Toward the end of the American Civil War, a bullet fired by a Confederate-turned-Yankee soldier, cut short the life and military career of one of the South's most gallant generals, John Hunt Morgan. At the time, the dashing Morgan was one of the best-loved generals of the Confederacy, but now, over 150 years later, his story is all but forgotten. 

With that in mind, singer-songwriter David Ray Skinner has written John Hunt Morgan: A Southern Legend, a novel-in-music to chronicle Morgan's war-time exploits. In 1997, the 19-song collection was nominated for Gettysburg College's Lincoln Prize, an annual award presented for the finest scholarly work on the era of the American Civil War.

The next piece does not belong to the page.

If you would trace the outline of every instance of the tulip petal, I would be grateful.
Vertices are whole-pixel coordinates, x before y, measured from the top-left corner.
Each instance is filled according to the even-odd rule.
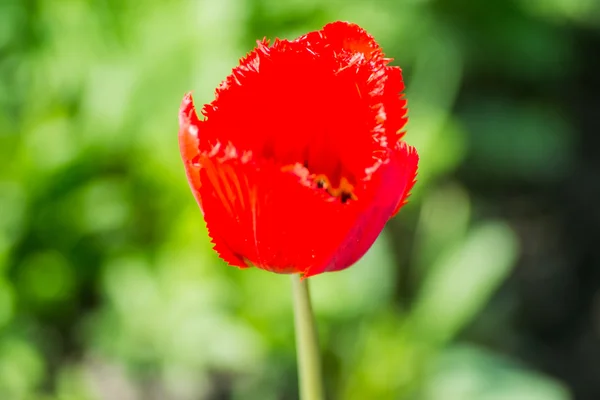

The story begins and ends in a musical circle with the death of Morgan on a Greeneville, Tennessee street. The songs cover a wide array of incidents and people including: his first wife, Becky; his trusted brother-in-law and second-in-command, Basil Duke; his second wife and love of his life, Mattie; and his pursuit of the destruction of the L&N Railroad, a major line of supply for the Union army occupying Tennessee.

The collection also includes a song about Morgan which was originally a poem written by Duke as well as a love song which was taken from the letters Morgan wrote to Mattie from his prison cell. There's also a song about his capture in Ohio, and one about his subsequent escape.

The musical styles range from acoustic folk and Kentucky bluegrass to electric southern rock and eclectic Appalachian a cappella gospel.